Deployment should be progressive, by starting with limited access and autonomy, expanding only as operators build confidence in how the agent behaves. Threat modelling should be performed before integration, and agents should be configured to fail-safe by default, escalating to human reviewers when uncertain. Clear guardrails, explicit constraints, isolation between agent environments, and multi-agent or human approval for high-stakes actions all reduce the blast radius if something goes wrong.

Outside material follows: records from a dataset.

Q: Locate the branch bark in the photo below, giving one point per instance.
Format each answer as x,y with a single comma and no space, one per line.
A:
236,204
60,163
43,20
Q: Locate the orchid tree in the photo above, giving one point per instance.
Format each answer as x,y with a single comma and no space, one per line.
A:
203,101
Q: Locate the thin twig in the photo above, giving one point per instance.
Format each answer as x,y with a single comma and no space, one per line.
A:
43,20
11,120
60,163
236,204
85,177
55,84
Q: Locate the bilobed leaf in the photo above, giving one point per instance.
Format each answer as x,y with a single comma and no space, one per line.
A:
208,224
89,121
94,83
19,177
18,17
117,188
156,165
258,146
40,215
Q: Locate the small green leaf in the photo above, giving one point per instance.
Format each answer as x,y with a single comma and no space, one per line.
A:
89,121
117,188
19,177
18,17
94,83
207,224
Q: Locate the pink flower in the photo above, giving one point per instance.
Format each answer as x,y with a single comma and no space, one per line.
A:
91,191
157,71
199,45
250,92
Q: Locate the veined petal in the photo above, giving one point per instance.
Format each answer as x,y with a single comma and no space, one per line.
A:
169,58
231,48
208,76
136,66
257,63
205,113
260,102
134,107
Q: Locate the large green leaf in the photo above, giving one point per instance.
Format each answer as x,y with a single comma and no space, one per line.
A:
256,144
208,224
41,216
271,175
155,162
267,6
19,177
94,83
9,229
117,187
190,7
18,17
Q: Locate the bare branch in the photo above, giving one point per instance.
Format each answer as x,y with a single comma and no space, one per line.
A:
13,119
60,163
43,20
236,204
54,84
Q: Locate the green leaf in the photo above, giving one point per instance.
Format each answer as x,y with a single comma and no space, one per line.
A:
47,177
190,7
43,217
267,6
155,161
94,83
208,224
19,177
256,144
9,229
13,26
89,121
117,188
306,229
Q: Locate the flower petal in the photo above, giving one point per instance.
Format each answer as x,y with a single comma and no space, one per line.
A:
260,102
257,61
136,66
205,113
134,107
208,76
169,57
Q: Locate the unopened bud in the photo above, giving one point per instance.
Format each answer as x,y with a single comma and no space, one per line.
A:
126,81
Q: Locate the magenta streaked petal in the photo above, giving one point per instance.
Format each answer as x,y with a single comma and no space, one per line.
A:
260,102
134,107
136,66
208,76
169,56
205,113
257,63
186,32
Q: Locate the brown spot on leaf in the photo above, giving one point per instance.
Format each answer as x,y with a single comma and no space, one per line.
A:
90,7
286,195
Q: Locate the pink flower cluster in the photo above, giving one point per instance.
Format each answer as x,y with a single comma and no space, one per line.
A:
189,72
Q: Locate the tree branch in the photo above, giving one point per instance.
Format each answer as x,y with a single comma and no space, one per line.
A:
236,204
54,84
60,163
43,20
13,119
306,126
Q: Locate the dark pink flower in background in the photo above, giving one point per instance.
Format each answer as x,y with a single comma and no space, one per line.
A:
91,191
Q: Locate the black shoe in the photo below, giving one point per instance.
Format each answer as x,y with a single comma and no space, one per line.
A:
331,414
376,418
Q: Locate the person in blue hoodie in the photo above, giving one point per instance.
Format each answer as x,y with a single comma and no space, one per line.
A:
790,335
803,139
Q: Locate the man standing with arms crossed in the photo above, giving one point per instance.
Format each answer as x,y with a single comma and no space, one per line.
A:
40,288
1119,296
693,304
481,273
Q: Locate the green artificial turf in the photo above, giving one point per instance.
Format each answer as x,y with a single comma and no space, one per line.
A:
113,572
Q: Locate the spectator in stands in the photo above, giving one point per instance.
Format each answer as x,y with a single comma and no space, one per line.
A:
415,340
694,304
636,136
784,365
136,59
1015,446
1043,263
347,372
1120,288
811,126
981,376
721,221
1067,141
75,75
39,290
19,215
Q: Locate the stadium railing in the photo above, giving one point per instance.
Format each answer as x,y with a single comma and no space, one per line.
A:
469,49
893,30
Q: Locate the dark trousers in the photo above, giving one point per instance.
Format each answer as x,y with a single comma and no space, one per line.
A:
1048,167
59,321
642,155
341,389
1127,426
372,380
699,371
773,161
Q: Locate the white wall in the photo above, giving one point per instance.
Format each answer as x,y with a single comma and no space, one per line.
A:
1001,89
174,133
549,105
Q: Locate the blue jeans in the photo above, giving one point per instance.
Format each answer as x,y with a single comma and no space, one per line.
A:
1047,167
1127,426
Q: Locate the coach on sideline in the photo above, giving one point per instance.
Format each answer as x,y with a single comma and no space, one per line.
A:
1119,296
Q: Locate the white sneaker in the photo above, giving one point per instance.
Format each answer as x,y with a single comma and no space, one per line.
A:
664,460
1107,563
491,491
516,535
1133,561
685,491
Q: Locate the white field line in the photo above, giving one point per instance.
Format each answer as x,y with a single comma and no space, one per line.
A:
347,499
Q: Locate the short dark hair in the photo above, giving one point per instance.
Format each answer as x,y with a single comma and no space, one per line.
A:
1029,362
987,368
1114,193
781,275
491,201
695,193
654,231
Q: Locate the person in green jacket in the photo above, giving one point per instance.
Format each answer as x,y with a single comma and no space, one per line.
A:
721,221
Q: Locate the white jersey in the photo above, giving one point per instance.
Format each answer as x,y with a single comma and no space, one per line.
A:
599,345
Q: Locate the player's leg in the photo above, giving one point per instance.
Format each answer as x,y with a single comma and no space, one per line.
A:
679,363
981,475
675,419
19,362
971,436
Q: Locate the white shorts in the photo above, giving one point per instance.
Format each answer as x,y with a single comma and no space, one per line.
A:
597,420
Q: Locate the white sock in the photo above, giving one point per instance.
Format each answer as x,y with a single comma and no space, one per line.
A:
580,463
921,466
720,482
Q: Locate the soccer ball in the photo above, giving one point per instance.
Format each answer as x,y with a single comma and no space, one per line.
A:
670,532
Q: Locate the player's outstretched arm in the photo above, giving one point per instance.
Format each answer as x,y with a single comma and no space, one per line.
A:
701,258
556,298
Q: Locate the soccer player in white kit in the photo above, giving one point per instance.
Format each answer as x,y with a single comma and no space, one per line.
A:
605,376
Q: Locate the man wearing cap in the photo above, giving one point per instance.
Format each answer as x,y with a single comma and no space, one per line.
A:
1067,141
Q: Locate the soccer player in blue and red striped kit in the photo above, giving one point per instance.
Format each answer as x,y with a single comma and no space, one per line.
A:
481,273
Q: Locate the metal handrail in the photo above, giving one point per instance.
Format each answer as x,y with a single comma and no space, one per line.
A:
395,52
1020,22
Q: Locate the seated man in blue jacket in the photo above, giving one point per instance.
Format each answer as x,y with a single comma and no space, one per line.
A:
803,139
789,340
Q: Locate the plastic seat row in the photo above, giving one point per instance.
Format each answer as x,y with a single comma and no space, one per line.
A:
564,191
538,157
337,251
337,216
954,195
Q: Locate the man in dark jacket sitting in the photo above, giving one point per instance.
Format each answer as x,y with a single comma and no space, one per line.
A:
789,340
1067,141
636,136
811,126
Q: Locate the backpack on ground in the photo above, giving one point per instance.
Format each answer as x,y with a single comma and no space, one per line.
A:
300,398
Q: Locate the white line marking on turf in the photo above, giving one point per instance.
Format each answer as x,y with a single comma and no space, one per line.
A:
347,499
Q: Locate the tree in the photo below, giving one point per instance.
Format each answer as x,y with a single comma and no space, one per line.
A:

Once live, continuous monitoring is non-negotiable. Operators should track not just inputs and outputs, but internal reasoning, tool calls, privilege changes, and goal drift. Human-in-the-loop checkpoints must be maintained for high-impact or irreversible actions and critically, the decision about when human approval is required should be made by system designers, not delegated to the agent itself. Regular security assessments, output validation, and just-in-time credentials for privileged actions are essential to maintaining long-term security.
In conclusion, the guidance recognizes that agentic AI systems offer powerful automation benefits, but their ability to act autonomously across interconnected tools, data and environments introduces security risks that extend beyond those associated with traditional software or GenAI. “Privilege escalation, emergent behaviours, structural dependencies and accountability gaps can interact in unpredictable ways. As organisations grant agentic AI systems greater authority and operational scope, these combined risks become increasingly difficult to predict, observe and contain.”
It urged organisations to approach adoption with security in mind, recognising that increased autonomy amplifies the impact of design flaws, misconfigurations and incomplete oversight. Deploy agentic AI incrementally, beginning with clearly defined low‑risk tasks and continuously assessing it against evolving threat models.
Strong governance, explicit accountability, rigorous monitoring and human oversight are not optional safeguards but essential prerequisites. Until security practices, evaluation methods and standards mature, organisations should assume that agentic AI systems may behave unexpectedly and plan deployments accordingly, prioritising resilience, reversibility and risk containment over efficiency gains.